Introduction
In this article I will talk about the state in today's Russian notebook market. We will carry out all analytics with the help of python code. I think it will be useful both to those who are looking for a laptop, and those who want to practice writing in python.
Let's start
')
![diy-03-425 [1] diy-03-425[1]](https://habrastorage.org/getpro/habr/post_images/fc2/f39/bf4/fc2f39bf4d47ef799715d2d7073b2fef.jpg)
For the analysis, we need a data set, unfortunately I could not find
web services at the Russian online laptop stores, so I had to download the price list of one of them (I will not call it) and pull prices and basic parameters from it ( in my opinion, such are: processor frequency, monitor diagonal, RAM size, hard disk size and memory size on a video card). Next, I conducted some analysis on the following issues:
- The average cost of a laptop
- Iron Average Parameters on Laptops
- The most expensive / cheap laptop configuration
- Which configuration option has the most effect on its price?
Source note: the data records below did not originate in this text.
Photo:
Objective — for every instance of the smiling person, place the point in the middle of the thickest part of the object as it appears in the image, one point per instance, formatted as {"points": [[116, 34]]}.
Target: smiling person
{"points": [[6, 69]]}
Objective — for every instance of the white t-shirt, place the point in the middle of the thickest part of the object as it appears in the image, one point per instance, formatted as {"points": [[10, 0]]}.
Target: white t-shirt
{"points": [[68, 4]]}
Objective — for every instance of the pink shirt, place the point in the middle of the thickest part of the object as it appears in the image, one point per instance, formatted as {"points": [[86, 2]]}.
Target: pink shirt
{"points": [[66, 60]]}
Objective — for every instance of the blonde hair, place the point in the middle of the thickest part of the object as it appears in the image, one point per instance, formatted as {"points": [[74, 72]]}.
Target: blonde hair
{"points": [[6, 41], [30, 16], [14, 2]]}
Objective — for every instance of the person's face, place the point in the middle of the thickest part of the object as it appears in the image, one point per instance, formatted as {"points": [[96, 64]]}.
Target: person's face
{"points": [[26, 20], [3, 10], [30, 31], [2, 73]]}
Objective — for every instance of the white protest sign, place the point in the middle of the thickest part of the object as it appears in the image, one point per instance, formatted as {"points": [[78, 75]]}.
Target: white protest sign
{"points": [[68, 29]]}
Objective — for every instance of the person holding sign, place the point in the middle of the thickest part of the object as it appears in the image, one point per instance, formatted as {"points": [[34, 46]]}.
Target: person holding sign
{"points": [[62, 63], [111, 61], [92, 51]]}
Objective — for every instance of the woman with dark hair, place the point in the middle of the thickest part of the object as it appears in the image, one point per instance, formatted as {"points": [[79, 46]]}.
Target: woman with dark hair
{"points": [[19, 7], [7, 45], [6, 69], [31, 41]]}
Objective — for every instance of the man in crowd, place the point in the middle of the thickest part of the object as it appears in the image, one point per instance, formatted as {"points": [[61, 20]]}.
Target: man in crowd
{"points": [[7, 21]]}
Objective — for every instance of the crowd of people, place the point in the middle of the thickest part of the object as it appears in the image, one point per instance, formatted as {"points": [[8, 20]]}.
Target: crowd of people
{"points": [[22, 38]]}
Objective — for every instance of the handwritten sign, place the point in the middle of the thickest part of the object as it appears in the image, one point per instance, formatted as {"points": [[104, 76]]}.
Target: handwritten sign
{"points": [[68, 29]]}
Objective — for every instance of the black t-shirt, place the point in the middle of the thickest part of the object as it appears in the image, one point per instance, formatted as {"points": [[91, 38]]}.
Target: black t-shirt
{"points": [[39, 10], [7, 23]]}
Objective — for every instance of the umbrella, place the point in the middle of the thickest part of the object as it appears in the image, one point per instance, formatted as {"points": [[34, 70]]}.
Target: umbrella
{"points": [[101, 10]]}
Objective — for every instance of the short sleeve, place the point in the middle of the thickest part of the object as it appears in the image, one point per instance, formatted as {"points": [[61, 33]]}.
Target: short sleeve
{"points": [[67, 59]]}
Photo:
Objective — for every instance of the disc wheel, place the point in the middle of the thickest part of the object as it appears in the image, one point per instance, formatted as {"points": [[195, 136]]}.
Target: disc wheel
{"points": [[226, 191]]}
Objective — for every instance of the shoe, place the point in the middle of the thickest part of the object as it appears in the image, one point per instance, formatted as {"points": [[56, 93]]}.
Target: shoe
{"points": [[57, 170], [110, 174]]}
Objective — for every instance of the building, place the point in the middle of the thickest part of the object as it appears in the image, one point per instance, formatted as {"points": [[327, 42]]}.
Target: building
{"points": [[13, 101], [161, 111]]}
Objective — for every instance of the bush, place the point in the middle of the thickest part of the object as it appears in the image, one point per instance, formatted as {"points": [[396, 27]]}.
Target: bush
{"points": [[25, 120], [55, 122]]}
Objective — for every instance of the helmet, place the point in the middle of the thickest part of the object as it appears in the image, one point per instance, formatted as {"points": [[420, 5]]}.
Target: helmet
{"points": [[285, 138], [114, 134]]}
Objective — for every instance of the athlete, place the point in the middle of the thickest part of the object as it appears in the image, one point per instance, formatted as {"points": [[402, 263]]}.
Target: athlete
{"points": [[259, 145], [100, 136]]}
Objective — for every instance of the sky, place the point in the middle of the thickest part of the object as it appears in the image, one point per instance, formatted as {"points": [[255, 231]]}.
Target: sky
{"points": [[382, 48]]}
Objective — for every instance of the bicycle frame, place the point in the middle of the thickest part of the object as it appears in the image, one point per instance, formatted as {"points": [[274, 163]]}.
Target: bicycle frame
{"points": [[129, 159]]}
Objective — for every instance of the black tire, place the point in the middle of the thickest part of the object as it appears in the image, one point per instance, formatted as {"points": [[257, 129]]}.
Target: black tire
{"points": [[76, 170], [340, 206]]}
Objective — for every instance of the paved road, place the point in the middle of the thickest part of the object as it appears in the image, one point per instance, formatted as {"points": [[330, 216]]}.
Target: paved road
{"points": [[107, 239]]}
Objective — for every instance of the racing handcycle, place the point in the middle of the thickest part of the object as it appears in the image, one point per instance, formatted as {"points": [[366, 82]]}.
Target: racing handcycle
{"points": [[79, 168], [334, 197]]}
- Predicting the price of the specified configuration
- Schedule of distribution of configurations and prices
Lead code
The price list, which I managed to get, I saved in CSV format, to work with it you need to connect the csv module:
import csvimport reimport randomAlso we will connect the module for work with random numbers and regular expressions, which we will need later.
Next, create a method for reading and retrieving laptops:
def get_notebooks ():
reader
= csv.reader (
open (
'data.csv' ), delimiter
= ';' , quotechar
= '|' )
return filter (
lambda x: x
! = None , map (create_notebook, reader))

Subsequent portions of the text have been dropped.